In this post I’ll be covering Tetrisched, a scheduler based on alsched. To summarize what is alsched, it is a scheduler that allows users to supply soft constraints with utility functions. I’ll be skipping background and motivation and details about alsched as it’s mostly covered by the previous post.
Tetrisched is similar to alsched where it is also trying to maximize the amount of utility based on supplied utility functions. However, it differs from alsched by not just considering space (or in other words, amount of resources) but also time (when these resources are consumed).
Utility operators in alsched used to describe utility based on values of resources, but Tetrisched now includes also the periods of time that influences utility. For example, a utility function could include a deadline and also describing either choosing 2 GPU enabled servers that can complete job in 2 units, or running anywhere with a slower runtime of 3 units. The scheduler will then combine all the expressions, and turn each scheduling decision into a Mixed Integer Linear Program (MILP) using solvers that are configured to get to within 10% optimal solution (otherwise diminishing returns between amount of work and improvement).
Another important aspect of Tetrisched is plan-ahead, where it considers multiple jobs soft constraints and future placements and decide whether it should wait for preferred resources or more alternative options. This can be also computationally intensive so it has be limited to how far advanced it computes, but according to the paper can lead to 3x improvements. Without plan-ahead (alsched), Tetrisched can potentially perform worse than hard constraints at high load.

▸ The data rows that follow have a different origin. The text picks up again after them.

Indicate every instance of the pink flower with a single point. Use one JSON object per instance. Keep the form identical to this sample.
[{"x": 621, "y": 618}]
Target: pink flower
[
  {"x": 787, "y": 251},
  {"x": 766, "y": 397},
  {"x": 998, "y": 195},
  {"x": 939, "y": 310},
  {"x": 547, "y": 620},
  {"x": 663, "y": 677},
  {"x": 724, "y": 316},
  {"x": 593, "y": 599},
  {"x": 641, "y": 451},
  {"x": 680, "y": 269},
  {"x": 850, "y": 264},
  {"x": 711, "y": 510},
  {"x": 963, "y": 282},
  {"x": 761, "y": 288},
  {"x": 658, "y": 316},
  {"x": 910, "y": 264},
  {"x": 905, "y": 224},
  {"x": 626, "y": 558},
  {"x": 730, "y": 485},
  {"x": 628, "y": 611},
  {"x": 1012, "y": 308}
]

Tetrisched also introduces a wizard tool that will help translate user requirements into utility functions that inputs into Tetrisched. The wizard supports various job types that is configured to know how to compose a utility function based on the type. For example, a HDFS type job will automatically come up with a utility function that computes the utility of maximizing the utility of scheduling on HDFS storage nodes vs non-HDFS and gaining benefits even if it’s partial. Each job also specifies a budget (can be based on priority or other values), sensitivity for delaying and desired times and optional penalty for dropping the job.

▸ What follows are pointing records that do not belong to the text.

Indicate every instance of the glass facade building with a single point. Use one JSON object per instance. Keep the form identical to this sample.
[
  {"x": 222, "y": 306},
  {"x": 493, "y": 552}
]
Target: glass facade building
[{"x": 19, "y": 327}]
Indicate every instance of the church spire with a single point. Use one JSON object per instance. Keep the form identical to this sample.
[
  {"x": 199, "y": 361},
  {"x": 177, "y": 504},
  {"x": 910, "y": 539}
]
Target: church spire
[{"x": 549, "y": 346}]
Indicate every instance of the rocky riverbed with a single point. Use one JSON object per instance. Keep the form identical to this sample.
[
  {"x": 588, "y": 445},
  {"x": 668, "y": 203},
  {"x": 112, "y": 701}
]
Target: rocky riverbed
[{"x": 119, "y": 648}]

With the plan-ahead and wizard, Tetrisched brings better usability and scheduling especially when there is a higher level of burstiness and load.

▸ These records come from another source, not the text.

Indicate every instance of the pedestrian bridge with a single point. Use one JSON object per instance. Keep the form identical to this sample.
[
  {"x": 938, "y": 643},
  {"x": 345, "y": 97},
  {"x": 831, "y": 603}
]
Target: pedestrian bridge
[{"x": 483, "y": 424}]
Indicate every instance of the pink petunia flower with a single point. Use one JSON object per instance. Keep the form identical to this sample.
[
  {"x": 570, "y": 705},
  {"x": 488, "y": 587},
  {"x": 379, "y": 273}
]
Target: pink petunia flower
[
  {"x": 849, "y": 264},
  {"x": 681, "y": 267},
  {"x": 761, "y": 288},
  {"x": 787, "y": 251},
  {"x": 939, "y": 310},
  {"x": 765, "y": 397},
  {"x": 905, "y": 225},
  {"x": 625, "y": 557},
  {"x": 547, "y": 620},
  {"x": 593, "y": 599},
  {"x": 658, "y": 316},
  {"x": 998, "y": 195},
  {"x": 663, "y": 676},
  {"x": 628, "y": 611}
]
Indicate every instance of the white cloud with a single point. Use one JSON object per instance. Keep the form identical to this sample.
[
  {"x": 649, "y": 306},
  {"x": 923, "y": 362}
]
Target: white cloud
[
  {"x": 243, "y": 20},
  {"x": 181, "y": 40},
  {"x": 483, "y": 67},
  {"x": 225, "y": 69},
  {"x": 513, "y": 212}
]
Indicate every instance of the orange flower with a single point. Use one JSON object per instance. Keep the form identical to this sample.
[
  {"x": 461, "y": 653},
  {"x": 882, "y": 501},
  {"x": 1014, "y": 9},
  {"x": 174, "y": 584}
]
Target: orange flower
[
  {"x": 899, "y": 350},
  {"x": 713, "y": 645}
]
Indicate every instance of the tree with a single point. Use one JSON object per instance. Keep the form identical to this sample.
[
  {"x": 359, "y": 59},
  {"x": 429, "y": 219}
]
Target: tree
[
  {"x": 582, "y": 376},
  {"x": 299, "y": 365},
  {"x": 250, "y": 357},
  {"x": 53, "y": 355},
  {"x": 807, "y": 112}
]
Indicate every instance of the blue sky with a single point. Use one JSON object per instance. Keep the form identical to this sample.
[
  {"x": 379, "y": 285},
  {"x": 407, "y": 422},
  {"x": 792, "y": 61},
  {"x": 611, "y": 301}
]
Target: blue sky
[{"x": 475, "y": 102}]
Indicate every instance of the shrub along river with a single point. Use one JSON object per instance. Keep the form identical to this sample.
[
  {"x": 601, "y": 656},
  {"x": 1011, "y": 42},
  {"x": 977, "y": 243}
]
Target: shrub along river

The most interesting aspect of this paper is bringing the time dimension and the ability to express how it impacts the overall utility to take that into account when scheduling. By understanding deadlines besides just amount of resources these batch jobs needs, utilization can be further unlocked especially in a shared cluster. This is still a pretty unexplored space in any container scheduler in the wild.
What will also be interesting to see a scheduler that can take into account deadlines and batch jobs, as well as long running jobs and able to make tradeoffs between them, which does better than just killing all batch jobs when long running jobs needs resources.